One of the most influential books in the realm of international security is Thomas Schelling’s Strategy of Conflict. It certainly was one of my favorite books in grad school, and I have been relying on key concepts in it and in his subsequent work ever since.*
* Key caveat here is that I have not read it lately and don’t have the time to re-read it right now. So I hope I am remembering things right.
The fundamental idea is: “the power to hurt is the power to bargain.” With the advent of air power, countries could punish each other without having to win a conventional war on the ground. This facilitates coercive diplomacy–the threat or use of force to persuade the other side to do what you want them to do. This is, of course, very relevant right now as the U.S. has been attempting to engage in coercive diplomacy with Assad’s regime in Syria. The red line stuff really fit the stuff that Schelling talks about–raising the stakes, making clear commitments, and so on. But deterrence did not work. Oops.

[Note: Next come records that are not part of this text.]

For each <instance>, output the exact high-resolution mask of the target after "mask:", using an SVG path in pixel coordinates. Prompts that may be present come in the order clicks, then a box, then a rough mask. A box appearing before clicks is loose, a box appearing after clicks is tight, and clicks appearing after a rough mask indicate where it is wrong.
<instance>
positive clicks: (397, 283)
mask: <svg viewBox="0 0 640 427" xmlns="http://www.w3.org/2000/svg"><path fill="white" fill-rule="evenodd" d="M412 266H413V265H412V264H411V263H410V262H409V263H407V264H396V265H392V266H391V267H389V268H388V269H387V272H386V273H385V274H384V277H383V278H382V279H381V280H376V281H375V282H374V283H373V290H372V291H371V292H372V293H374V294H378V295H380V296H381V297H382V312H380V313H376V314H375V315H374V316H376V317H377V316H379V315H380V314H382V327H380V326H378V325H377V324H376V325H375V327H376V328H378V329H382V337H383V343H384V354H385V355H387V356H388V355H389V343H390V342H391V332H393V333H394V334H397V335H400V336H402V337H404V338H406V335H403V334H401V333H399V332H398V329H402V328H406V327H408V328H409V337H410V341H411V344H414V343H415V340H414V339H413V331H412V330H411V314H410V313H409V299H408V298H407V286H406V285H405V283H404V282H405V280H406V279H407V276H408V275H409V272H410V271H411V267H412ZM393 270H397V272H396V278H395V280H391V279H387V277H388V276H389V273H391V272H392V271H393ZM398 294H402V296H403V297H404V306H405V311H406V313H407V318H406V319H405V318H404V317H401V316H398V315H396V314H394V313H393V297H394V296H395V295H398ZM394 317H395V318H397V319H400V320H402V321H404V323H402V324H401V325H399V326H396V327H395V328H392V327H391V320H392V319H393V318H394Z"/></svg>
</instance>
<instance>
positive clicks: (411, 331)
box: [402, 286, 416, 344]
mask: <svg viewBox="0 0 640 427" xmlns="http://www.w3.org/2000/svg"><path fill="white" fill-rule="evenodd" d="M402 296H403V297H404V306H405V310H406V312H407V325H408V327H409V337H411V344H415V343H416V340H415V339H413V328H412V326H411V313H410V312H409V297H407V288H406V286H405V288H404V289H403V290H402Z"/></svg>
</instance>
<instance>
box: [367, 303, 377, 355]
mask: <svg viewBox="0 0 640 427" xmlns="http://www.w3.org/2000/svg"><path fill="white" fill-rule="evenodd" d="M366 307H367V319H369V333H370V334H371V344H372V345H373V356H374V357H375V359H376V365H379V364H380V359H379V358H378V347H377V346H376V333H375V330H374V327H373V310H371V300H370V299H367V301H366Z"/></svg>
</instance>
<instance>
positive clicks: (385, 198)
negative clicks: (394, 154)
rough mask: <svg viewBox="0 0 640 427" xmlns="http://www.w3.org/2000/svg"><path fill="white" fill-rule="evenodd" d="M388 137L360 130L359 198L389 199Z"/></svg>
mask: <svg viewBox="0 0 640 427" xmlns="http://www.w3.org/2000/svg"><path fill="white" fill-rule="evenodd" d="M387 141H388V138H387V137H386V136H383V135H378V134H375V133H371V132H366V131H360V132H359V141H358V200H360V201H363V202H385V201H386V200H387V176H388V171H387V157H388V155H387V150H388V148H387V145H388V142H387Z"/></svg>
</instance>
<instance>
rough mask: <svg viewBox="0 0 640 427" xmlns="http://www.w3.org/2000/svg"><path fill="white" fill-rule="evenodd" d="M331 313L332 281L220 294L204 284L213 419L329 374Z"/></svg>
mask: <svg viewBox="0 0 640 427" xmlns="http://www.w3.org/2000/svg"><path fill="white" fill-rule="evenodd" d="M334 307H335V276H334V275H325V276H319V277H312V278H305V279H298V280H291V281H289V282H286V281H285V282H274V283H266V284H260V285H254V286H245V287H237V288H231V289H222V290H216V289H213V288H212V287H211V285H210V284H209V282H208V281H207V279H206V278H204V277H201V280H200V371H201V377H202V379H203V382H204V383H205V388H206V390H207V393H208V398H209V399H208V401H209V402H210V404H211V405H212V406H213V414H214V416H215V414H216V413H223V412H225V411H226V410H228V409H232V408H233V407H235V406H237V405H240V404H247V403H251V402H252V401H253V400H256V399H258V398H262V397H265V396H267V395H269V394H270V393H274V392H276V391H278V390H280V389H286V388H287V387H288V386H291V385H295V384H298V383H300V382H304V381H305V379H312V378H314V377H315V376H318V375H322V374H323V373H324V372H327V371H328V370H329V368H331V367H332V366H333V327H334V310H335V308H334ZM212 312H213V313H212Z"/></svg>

This is not the first time that coercive diplomacy has not worked out as intended. Indeed, in the 1970s and 1980s, there was a heap of literature on deterrence failure (George and Smoke, a special issue of World Politics, and on and on). Vietnam could be seen as the first failure of coercive diplomacy as the graduated escalation was supposed to persuade the North Vietnamese to back down. In more recent times, the 1991 war with Iraq was a failure in the sense that force had to be used to evict Saddam Hussein’s forces from Kuwait, when he should have retreated once the U.S. had 500k troops on the ground. 2003? Not so much, as the US had no intention of bargaining with Hussein. Libya? Not really an attempt to bargain, as the use of force was aimed to stop his forces and then give the rebels enough support to overthrow him. But these days, with Syria, it is very much coercive diplomacy.